When it comes to the world of marketing and advertising, festivals provide a unique opportunity to reach a wide audience with an almost singular emotion- “celebration”. And while in western markets, this peak season is predominantly during Christmas, it is a completely different ball game in India. From Diwali and Dusshera to Holi, Eid and Christmas, festivals and their corresponding festivities and celebrations abound through the year. This creates an interesting opportunity for marketers to drive engagement and sales through several periods of the year, while also keeping an eye on brand building.
In the pre-digital era, this indicated large sweeping mainline campaigns that aimed at targeting as wide an audience as possible.
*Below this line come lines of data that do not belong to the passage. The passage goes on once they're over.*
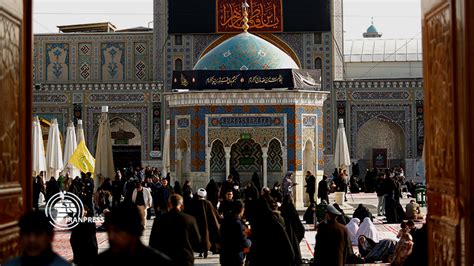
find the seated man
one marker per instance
(413, 211)
(36, 236)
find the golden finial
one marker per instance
(245, 6)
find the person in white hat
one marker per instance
(208, 222)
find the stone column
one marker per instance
(284, 157)
(208, 164)
(227, 161)
(179, 163)
(264, 165)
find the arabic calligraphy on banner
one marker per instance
(264, 15)
(250, 121)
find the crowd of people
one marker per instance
(251, 224)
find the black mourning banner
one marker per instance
(199, 16)
(246, 79)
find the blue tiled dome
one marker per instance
(245, 51)
(371, 29)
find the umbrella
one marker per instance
(39, 160)
(342, 159)
(69, 148)
(166, 150)
(79, 132)
(54, 154)
(104, 162)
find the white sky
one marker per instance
(394, 18)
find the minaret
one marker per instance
(245, 6)
(372, 31)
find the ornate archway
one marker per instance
(246, 158)
(217, 161)
(375, 134)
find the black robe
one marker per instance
(84, 243)
(176, 234)
(208, 222)
(270, 242)
(333, 245)
(294, 228)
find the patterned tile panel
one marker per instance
(113, 61)
(137, 116)
(57, 62)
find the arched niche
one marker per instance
(378, 134)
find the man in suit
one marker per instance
(333, 245)
(323, 189)
(310, 186)
(175, 233)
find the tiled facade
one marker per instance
(74, 74)
(77, 73)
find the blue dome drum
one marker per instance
(245, 51)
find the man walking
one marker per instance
(175, 233)
(323, 189)
(141, 197)
(380, 189)
(310, 185)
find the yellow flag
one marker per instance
(82, 158)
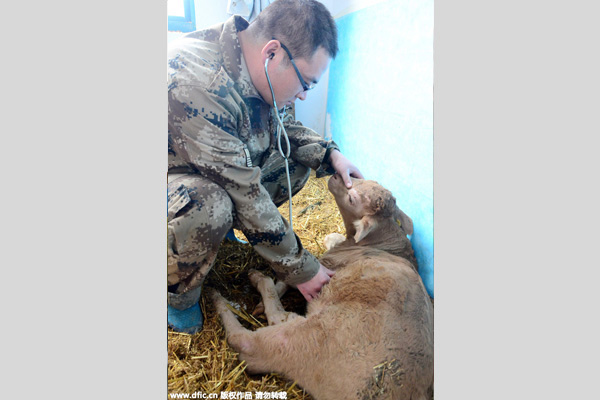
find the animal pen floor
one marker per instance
(204, 362)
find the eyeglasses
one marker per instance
(304, 85)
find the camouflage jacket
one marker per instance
(220, 127)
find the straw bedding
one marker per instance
(204, 362)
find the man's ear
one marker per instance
(404, 221)
(269, 49)
(363, 227)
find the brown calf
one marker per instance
(369, 334)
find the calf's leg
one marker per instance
(274, 311)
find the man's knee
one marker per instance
(196, 230)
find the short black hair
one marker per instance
(301, 25)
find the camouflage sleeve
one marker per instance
(202, 123)
(309, 148)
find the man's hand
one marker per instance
(311, 289)
(344, 168)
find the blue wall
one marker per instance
(380, 106)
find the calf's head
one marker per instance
(366, 206)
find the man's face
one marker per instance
(285, 81)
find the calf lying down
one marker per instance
(369, 334)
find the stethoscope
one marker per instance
(280, 129)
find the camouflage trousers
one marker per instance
(200, 214)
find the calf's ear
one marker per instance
(363, 226)
(404, 221)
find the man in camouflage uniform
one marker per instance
(225, 169)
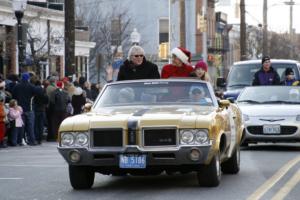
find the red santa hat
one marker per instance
(182, 54)
(201, 64)
(60, 84)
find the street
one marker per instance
(39, 172)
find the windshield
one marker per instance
(155, 93)
(242, 75)
(270, 94)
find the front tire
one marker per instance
(232, 165)
(210, 175)
(81, 177)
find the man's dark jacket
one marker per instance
(266, 78)
(147, 70)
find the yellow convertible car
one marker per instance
(149, 127)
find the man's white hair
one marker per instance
(135, 50)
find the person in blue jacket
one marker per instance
(267, 75)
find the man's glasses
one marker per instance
(139, 56)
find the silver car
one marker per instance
(270, 114)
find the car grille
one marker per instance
(284, 130)
(159, 137)
(107, 138)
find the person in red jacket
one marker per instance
(180, 66)
(2, 122)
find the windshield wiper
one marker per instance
(237, 85)
(249, 101)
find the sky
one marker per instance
(278, 13)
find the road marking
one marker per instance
(284, 191)
(273, 180)
(11, 178)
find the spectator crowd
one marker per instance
(31, 110)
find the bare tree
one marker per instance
(109, 30)
(38, 45)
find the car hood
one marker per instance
(233, 93)
(181, 116)
(270, 110)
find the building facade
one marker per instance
(45, 30)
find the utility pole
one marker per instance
(69, 37)
(265, 28)
(204, 33)
(291, 3)
(182, 23)
(243, 31)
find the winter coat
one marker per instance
(147, 70)
(266, 78)
(171, 70)
(16, 114)
(23, 93)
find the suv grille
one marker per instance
(284, 130)
(159, 137)
(108, 138)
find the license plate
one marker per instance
(132, 161)
(271, 129)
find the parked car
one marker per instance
(147, 127)
(241, 74)
(270, 114)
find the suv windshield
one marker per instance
(242, 75)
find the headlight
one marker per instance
(245, 117)
(74, 139)
(67, 139)
(201, 137)
(82, 139)
(187, 137)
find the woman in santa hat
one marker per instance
(180, 66)
(201, 71)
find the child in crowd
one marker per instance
(2, 122)
(15, 115)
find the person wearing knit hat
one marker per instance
(25, 76)
(180, 66)
(289, 77)
(201, 71)
(267, 75)
(60, 84)
(136, 66)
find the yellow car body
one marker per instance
(152, 137)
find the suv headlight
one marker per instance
(194, 137)
(74, 139)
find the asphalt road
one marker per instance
(40, 173)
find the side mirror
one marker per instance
(224, 103)
(221, 82)
(87, 107)
(231, 99)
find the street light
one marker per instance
(135, 37)
(19, 7)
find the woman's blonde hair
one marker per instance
(13, 103)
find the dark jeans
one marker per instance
(28, 119)
(39, 125)
(57, 118)
(16, 135)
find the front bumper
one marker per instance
(254, 131)
(154, 157)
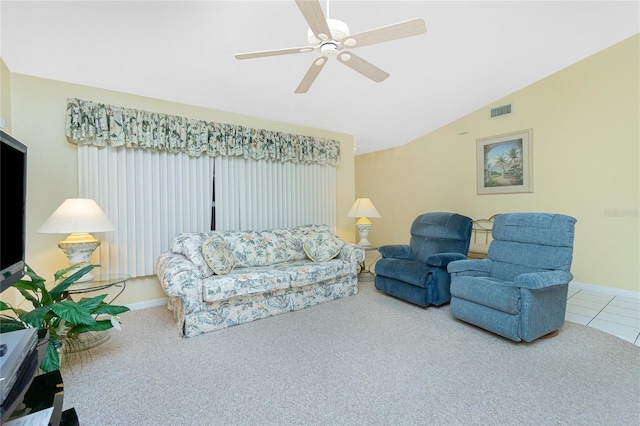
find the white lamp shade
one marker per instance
(77, 215)
(363, 207)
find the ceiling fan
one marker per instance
(331, 37)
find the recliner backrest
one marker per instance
(439, 232)
(531, 242)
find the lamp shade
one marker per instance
(77, 215)
(363, 207)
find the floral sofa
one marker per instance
(218, 279)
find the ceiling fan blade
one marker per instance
(382, 34)
(312, 12)
(311, 74)
(363, 67)
(276, 52)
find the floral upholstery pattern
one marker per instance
(218, 256)
(321, 246)
(273, 275)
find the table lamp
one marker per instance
(364, 209)
(78, 217)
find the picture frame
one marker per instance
(504, 163)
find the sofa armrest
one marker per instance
(443, 259)
(471, 267)
(542, 280)
(395, 251)
(352, 253)
(178, 276)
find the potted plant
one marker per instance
(62, 318)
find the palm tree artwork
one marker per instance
(503, 164)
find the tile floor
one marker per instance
(616, 315)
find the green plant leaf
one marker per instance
(4, 306)
(36, 317)
(26, 293)
(72, 312)
(51, 360)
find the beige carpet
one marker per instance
(368, 359)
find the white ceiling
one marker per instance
(473, 53)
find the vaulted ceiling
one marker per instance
(472, 53)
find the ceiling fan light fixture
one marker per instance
(350, 42)
(339, 30)
(329, 48)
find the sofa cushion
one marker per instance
(321, 246)
(487, 291)
(305, 272)
(218, 255)
(243, 281)
(189, 244)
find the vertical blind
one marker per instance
(149, 196)
(259, 195)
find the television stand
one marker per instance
(37, 393)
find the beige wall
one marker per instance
(5, 96)
(586, 137)
(38, 106)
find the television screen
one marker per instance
(13, 201)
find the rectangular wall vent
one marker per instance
(501, 111)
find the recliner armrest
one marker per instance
(443, 259)
(470, 267)
(396, 251)
(541, 280)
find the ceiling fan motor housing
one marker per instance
(338, 29)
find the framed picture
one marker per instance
(504, 163)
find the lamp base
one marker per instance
(79, 248)
(363, 229)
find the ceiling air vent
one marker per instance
(500, 111)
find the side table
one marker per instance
(100, 282)
(365, 273)
(92, 339)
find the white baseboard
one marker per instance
(605, 290)
(147, 304)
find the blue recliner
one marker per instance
(520, 290)
(417, 272)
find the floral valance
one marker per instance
(92, 123)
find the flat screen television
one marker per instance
(13, 203)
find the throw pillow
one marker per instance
(321, 246)
(218, 255)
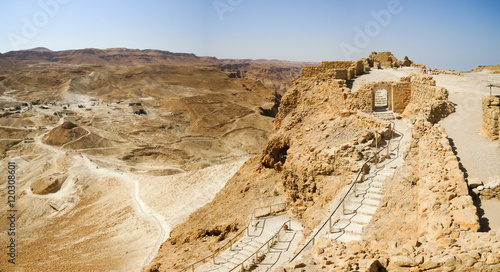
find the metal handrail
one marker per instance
(342, 200)
(287, 223)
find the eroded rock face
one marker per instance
(491, 112)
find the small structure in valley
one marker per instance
(137, 108)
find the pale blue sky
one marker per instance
(453, 34)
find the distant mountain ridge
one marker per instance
(93, 56)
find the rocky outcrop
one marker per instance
(491, 113)
(428, 100)
(345, 70)
(385, 60)
(426, 222)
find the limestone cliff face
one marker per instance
(318, 142)
(320, 139)
(428, 100)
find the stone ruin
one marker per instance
(491, 112)
(345, 70)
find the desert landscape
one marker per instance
(147, 160)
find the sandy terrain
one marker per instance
(102, 187)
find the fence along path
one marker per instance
(358, 201)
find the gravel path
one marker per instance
(479, 156)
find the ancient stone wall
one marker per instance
(491, 112)
(334, 70)
(399, 94)
(383, 60)
(427, 100)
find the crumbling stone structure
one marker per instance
(385, 60)
(398, 94)
(491, 111)
(345, 70)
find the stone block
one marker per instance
(474, 182)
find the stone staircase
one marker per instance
(361, 204)
(257, 240)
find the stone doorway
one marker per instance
(381, 100)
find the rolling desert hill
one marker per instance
(147, 160)
(97, 181)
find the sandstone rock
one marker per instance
(474, 182)
(403, 261)
(299, 265)
(466, 218)
(466, 260)
(430, 264)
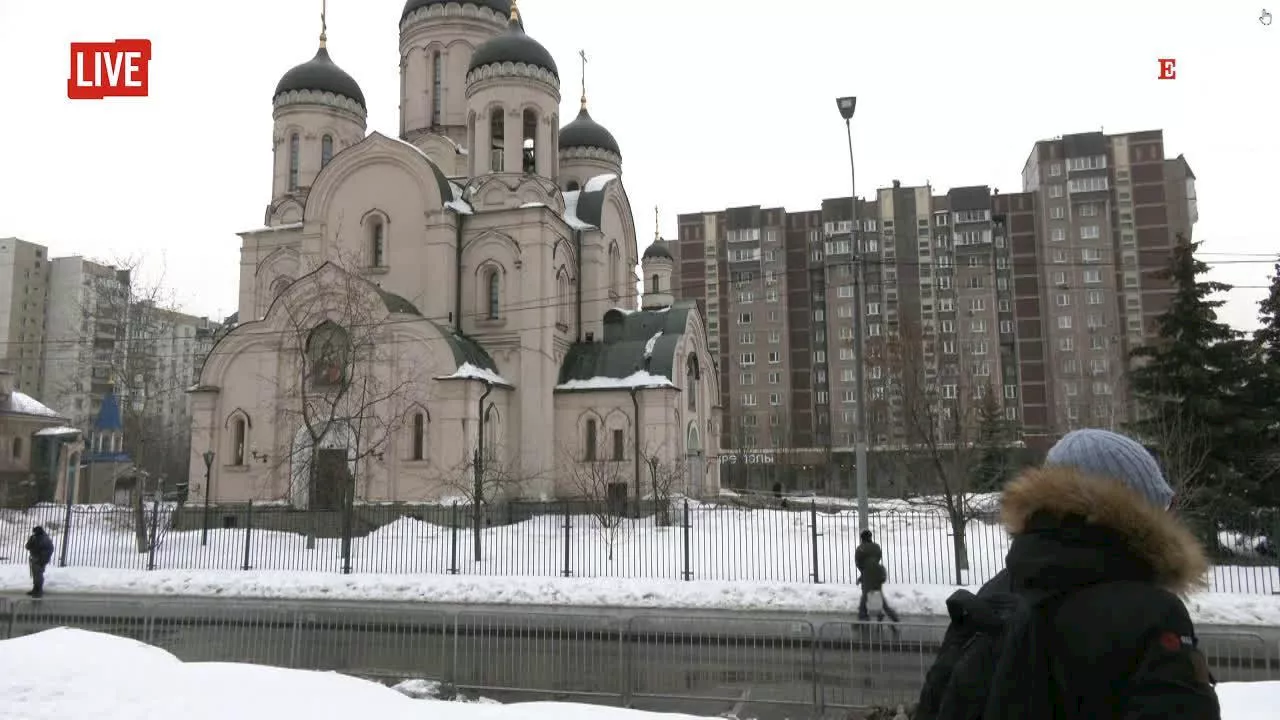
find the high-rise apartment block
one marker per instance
(1024, 302)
However, this strategy often hit a speedbump because being part of a diverse country such as this, the celebrations and cultures associated with each festival vary from region to region. And that is the issue that the digital space has resolved for brands as well as marketers. Instead of just one blanket campaign, we are finally able to customise and channel the right message to the right individual.
This is especially important when you consider that festivals are more about pushing for sales rather than mere brand building. Take the recent Big Billion Day Sale campaign by Flipkart, with a plethora of influencers and creatives that generated every aspect of every point of sale was covered across regions and demographics. Although not around a specific festival, the ‘festive season’ as it is popularly known to be allows us to widen the reach of this messaging further, and the fact that it is not a singular creative asset-led campaign helps maintain freshness in the content.
Now combine this with strong consumer data and deeper insights on culture, and what you have is the opportunity to build messaging basis a prevalent conversation or sentiment online. And by mapping these two well with nimble content creation capabilities where assets are created, not in weeks or months, but a few days and at times even hours, one can deliver creative assets that engage consumers while not only providing value, but also propagating the brand’s values.
What this understanding of culture also does is to help brands focus on deep consumer insights about what a festival truly means to people today. An interesting case in point was Netflix’s film around the worry everyone has with respect to gifting during festivals,which led to a widely enjoyable creative that had its sentiment analysis spot-on, generating a smile across everyone’s face.
The above example also showcases that the era of wider reaching creatives isn’t over.In fact, while the digital space allows us to hyper target and create content that is well aimed, it also allows us to not lose what the larger message of the brand is. This is because when the avenues to propagate a message increase and the data allows one to target, then you can both, deliver a wider message for brand building along with smaller, more targeted content for sales. In other words, the digital platform allows you to have your cake and eat it too.